If such “premature” discoveries have no impact on contemporary science, what happens if a claim challenges the orthodoxy not just in two but in all three aspects of science at the same time?
It gets called pseudo-science.
One instance was Velikovsky’s claimed interpretation of legendary or mythical happenings on Earth as resulting from planetary encounters (p. 152 ff. in Science or Pseudoscience: Magnetic Healing, Psychic Phenomena, and Other Heterodoxies) or the claim that eyewitness and indistinct photography suffice to show that there exists in Loch Ness a population of large creatures never previously known to science (p. 163 ff. in Science or Pseudoscience: Magnetic Healing, Psychic Phenomena, and Other Heterodoxies).

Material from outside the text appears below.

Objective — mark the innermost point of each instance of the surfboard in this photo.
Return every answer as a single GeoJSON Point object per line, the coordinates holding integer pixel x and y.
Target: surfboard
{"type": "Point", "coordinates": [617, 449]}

What does all this have to do with HIV/AIDS?
Just that the initial claim that AIDS was caused by HIV satisfies these criteria for being labeled pseudo-science because it involved novelty in all three aspects of science:
An entirely novel “fact” was being claimed: immune deficiency acquired through an infectious agent that specifically destroyed immune-system cells.
One of the central methods underlying this claim had just been introduced, namely the measurement of CD4 immune-system cells. Another central method was also quite new, using the detection of reverse transcriptase as indicative of the presence of a retrovirus (incidentally, a method that soon afterwards was found to be not valid).
The theory that a retrovirus could be pathogenic at all ran counter to accepted understanding of retroviruses.
If science had been true to its customary way of judging novelties, the claim that HIV causes AIDS would have been dismissed as rank pseudo-science.